Re: XML enable indexing text in windows server

PostPosted:Tue Sep 24, 2013 6:13 am
by kknd
in registered.text.extractors
Code: Select all
 	org.apache.jackrabbit.extractor.PlainTextExtractor
org.apache.jackrabbit.extractor.MsWordTextExtractor
org.apache.jackrabbit.extractor.MsExcelTextExtractor
org.apache.jackrabbit.extractor.MsPowerPointTextExtractor
org.apache.jackrabbit.extractor.OpenOfficeTextExtractor
org.apache.jackrabbit.extractor.RTFTextExtractor
org.apache.jackrabbit.extractor.HTMLTextExtractor
org.apache.jackrabbit.extractor.XMLTextExtractor
org.apache.jackrabbit.extractor.PngTextExtractor
org.apache.jackrabbit.extractor.MsOutlookTextExtractor
com.openkm.extractor.PdfTextExtractor
com.openkm.extractor.AudioTextExtractor
com.openkm.extractor.ExifTextExtractor
com.openkm.extractor.CuneiformTextExtractor
com.openkm.extractor.SourceCodeTextExtractor
com.openkm.extractor.MsOffice2007TextExtractor 

Re: XML enable indexing text in windows server

PostPosted:Fri Sep 27, 2013 3:53 am
by kknd
help-me please :/

the msg in log

Image

Re: XML enable indexing text in windows server

PostPosted:Sat Sep 28, 2013 3:02 pm
by jllort
Can you test in our online demo if problem happens there too. And if it happens indicate the file path, I would like to see the contents if there're some reason why the parser does not like it.

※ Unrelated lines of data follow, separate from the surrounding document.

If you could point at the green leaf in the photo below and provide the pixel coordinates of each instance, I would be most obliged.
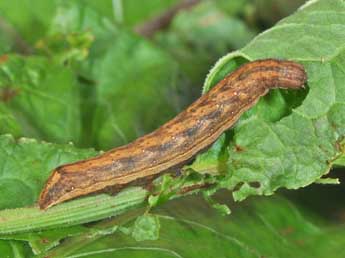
(130, 73)
(190, 229)
(82, 210)
(13, 249)
(43, 241)
(146, 227)
(25, 166)
(204, 27)
(42, 97)
(24, 15)
(295, 150)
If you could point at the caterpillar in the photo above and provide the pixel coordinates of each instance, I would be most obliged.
(178, 140)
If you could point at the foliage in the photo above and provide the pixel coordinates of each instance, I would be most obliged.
(83, 76)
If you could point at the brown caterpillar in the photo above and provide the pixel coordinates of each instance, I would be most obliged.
(178, 140)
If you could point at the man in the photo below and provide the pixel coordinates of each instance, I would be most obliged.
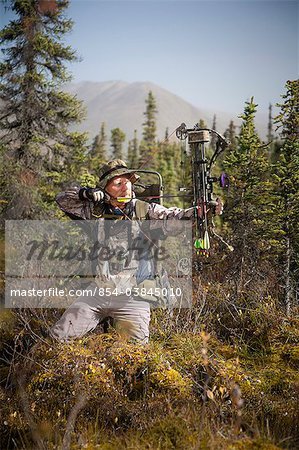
(124, 273)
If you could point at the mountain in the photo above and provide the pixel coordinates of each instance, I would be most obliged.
(121, 104)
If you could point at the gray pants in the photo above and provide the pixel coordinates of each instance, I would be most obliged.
(132, 317)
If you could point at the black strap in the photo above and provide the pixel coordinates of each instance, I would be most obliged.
(112, 170)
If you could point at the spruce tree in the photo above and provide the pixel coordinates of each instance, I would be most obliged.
(286, 192)
(247, 206)
(117, 139)
(148, 143)
(35, 112)
(133, 155)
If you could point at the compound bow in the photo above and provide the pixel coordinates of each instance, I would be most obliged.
(202, 182)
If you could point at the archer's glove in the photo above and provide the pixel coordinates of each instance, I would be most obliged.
(94, 195)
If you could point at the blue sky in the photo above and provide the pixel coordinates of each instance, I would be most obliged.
(214, 54)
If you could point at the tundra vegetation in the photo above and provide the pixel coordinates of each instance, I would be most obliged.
(221, 375)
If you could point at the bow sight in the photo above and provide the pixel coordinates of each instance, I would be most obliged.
(202, 181)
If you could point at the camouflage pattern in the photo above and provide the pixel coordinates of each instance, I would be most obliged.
(114, 168)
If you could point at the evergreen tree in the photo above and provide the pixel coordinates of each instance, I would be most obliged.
(35, 113)
(213, 137)
(132, 159)
(247, 204)
(286, 183)
(117, 139)
(230, 135)
(148, 143)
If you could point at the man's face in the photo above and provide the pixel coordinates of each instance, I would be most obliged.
(120, 186)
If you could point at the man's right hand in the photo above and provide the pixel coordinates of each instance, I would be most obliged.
(93, 194)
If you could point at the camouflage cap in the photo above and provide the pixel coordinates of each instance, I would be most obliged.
(114, 168)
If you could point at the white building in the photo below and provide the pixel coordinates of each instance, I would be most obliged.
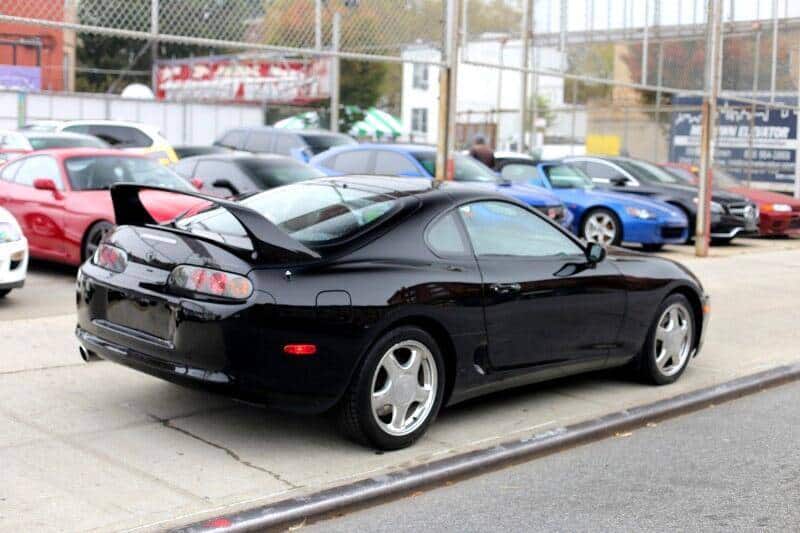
(481, 92)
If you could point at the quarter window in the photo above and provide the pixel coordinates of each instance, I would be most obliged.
(445, 238)
(500, 229)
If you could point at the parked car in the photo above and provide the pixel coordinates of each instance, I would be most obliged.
(731, 214)
(13, 254)
(419, 161)
(779, 213)
(382, 298)
(62, 202)
(194, 150)
(16, 143)
(299, 144)
(601, 216)
(134, 137)
(242, 173)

Re: XML enable indexing text in windows server

PostPosted:Sat Sep 28, 2013 10:54 pm
by kknd

Re: XML enable indexing text in windows server

PostPosted:Sun Sep 29, 2013 7:57 am
by jllort
I've tested with other xml and seems goes right, you can see at http://demo.openkm.com/OpenKM/index.jsp ... 59da2612f3

I take a look into xml and seems is signed document. I suspect could be some error in xml or similar that could cause when parser goes across xml tag find the error and system goes to some Exception. Basically xml extractor goes across all nodes and parse only values or attributes not xml tags ... if he find some error then break. I think is what's happening.

Re: XML enable indexing text in windows server

PostPosted:Mon Sep 30, 2013 9:11 am
by pavila
I have found a couple of errors in the NFe_falhaSchema.xml document:

- It has several spaces before "<?xml version="1.0" encoding="utf-8"?>" and the XML parser does not like that.
- The ending "</NFe>" is missing and the XML parser can't validate it.